Man Tried to Make His Girlfriend to Take Abortion Pills Because He Didn’t Want to be a Father

International   |   Steven Ertelt   |   Mar 24, 2016   |   12:35PM   |   London, England

They say abortion is supposed to empower women, but thousands of cases worldwide over the years show abortion empowers men who shirk the responsibility of parenthood. In England, a man who changed his mind about becoming a father attempted to force his girlfriend to take abortion pills he bought online.

She refused, wanting to keep her baby even if he didn’t,  and now he’s headed to prison:

An Oxfordshire man has been jailed for two years after buying pills to cause a miscarriage and trying to pressure his girlfriend into to have an abortion.

James George, of Oxford Road in Old Chalford, near Chipping Norton, pleaded guilty to buying a poisonous or noxious pill to cause a miscarriage at Oxford Magistrates’ Court on February 22.

He was sentenced at Swindon Crown Court last Friday.

The 45-year-old’s partner became pregnant in August 2014, but George changed his mind about wanting a family and ordered ‘abortion pills’ three times from the internet, having them delivered to his home.

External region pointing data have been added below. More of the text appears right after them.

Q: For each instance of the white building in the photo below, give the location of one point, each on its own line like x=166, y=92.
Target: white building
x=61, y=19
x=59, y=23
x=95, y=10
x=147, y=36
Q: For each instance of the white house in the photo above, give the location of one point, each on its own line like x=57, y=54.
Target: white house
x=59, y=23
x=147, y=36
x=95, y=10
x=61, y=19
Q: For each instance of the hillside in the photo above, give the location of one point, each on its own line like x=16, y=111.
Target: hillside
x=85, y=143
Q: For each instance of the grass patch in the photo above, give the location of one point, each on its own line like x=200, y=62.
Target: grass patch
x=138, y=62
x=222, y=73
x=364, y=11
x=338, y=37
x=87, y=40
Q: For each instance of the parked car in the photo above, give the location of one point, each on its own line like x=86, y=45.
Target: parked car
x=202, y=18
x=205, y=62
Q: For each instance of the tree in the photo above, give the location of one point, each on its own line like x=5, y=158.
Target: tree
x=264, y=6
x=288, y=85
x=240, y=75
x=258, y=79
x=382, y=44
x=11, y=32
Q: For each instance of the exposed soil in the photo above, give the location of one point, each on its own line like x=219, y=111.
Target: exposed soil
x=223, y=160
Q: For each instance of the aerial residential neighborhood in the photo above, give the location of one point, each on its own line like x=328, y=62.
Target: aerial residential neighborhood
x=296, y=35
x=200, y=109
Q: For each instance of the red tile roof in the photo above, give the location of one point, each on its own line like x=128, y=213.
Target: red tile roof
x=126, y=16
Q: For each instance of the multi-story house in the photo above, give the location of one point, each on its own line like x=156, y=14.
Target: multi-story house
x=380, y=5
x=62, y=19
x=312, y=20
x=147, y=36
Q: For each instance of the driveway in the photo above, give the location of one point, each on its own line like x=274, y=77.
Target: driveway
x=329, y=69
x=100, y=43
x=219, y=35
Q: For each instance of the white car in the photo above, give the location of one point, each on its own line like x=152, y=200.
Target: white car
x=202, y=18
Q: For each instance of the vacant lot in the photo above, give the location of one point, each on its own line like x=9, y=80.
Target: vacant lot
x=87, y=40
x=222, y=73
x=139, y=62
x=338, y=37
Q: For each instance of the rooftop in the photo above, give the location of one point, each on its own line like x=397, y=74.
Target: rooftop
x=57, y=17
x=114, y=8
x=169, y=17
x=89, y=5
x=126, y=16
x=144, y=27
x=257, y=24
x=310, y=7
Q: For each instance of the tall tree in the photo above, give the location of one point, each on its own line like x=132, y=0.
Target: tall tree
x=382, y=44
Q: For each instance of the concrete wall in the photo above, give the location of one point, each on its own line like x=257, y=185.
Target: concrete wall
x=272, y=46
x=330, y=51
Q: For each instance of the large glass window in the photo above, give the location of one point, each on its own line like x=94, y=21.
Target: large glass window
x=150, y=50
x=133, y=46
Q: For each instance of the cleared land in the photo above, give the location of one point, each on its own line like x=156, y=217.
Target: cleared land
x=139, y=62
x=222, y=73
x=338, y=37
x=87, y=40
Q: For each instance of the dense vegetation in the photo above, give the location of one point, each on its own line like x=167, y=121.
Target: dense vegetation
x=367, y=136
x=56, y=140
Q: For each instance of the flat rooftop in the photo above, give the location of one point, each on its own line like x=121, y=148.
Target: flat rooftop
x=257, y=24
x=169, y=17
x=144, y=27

Detective Constable Jane Tregurtha, from Oxfordshire’s domestic abuse unit, said: “George put the victim under a lot of pressure to have a termination.

“He went to great lengths, researching abortion websites, phoning clinics, and took the victim to her GP to discuss a termination.”

In the United States, the national law and laws in more than half of the states in the nation allow prosecutors to charge criminals for two crimes when they kill and injure both a pregnant mother and her unborn child in the course of a violent crime outside the context of abortion, Without this law in place, assailants would only be held accountable for killing or injuring the mother in such an attack or assault and would face no punishment for killing the unborn child — even days before birth.

According to the National Right to Life Committee, some 35 states recognize the unlawful killing of an unborn child as homicide in at least some circumstances. The federal Unborn Victims of Violence Act, enacted April 1, 2004, covers unborn victims of federal and military crimes.

Of the 35 states, 25 of them offer justice and protecting for women and unborn children throughout pregnancy while another 10 offer the protection only during the early stages.

As LifeNews previously reported, one study found that as many as 64 percent of post-abortive women say they felt pressure to have an abortion.

Elliot Institute Director David Reardon, who co-authored the Medical Science Monitor study, said, “In many of the cases documented for our ‘Forced Abortion in America’ report, police and witnesses reported that acts of violence and murder took place after the woman refused to abort or because the attacker didn’t want the pregnancy.”

“Even if a woman isn’t physically threatened, she often faces intense pressure, abandonment, lack of support, or emotional blackmail if she doesn’t abort. While abortion is often described as a ‘choice,’ women who’ve been there tell a very different story,” Reardon said.